New Jersey Air National Guard

Extreme weather may have the power to shift people’s attitudes – their first instincts – in favor of environmentally sustainable policies, according to new research.

This research, published in Psychological Science, a journal of the Association for Psychological Science, found that in the wake of Hurricanes Irene and Sandy, New Jersey residents were more likely to take climate change more seriously and to show support for a politician running on a “green” platform. They also expressed a greater belief that climate change is caused by human activity.

Back in 2010, psychologist Laurie Rudman asked 269 Rutgers undergraduates what they thought about two fictional politicians, one who favored and another who opposed environmental policies involving tax increases. Rudman and her colleagues, graduate student Meghan McLean and philosopher Martin Bunzl, also asked students whether they believed humans were causing climate change, and probed their “automatic” or “instinctual” attitudes about the politicians.

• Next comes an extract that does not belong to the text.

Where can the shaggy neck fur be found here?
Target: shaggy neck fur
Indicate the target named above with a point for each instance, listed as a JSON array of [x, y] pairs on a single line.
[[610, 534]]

Though most students said they preferred the green politician, their instinctual preferences suggested otherwise. The automatic-attitudes test indicated that the students tended to prefer the politician who did not want to raise taxes to fund environment-friendly policy initiatives.

Rudman
Laurie Rudman
Rutgers University

Immediately after Hurricane Sandy devastated New Jersey and New York, while her own house was still cold and dark, Rudman decided to ask those questions again. After finding an internet connection, she posted a notice asking for undergraduates to participate in her survey. This time, she had 318 volunteers. She added questions about how Hurricane Sandy – and Hurricane Irene in 2011 – had affected the students personally.  She found that those who were affected were more likely to favor raising taxes and even sacrificing some personal liberty to deal with environmental issues. The storm had changed their “automatic” attitudes.

“The reason we get this shift between 2010 and 2012 is that so many people were personally affected,” Rudman said. “The university was shut down for a week, so nobody was unaffected, but I had students who had lost their homes, who couldn’t get to school because they were still helping their families or because they couldn’t get gas for their cars.”

Indeed, Rudman found that the more deeply affected the students had been, the stronger their bias in favor of the “pro-green” politician, and the more “pro-green” their automatic attitudes were.

“It seemed likely that what was needed was a change of heart,” Rudman said. “Direct, emotional experiences are effective for that.”

 While they don’t know whether the first group of students would have shown a shift in attitudes after the storms, the researchers believe their findings provide evidence that personal experience is one factor that can influence instinctive attitudes toward environmental policy. If storms do become more prevalent and violent as the climate changes, they argue, more people may demand substantive policy changes.

Waiting for severe storms to shift the public’s opinions on policy changes might be a sobering reality, but Rudman and her colleagues are more optimistic.

“Our hope is that researchers will design persuasion strategies that effectively change people’s implicit attitudes without them having to suffer through a disaster,” Rudman concludes.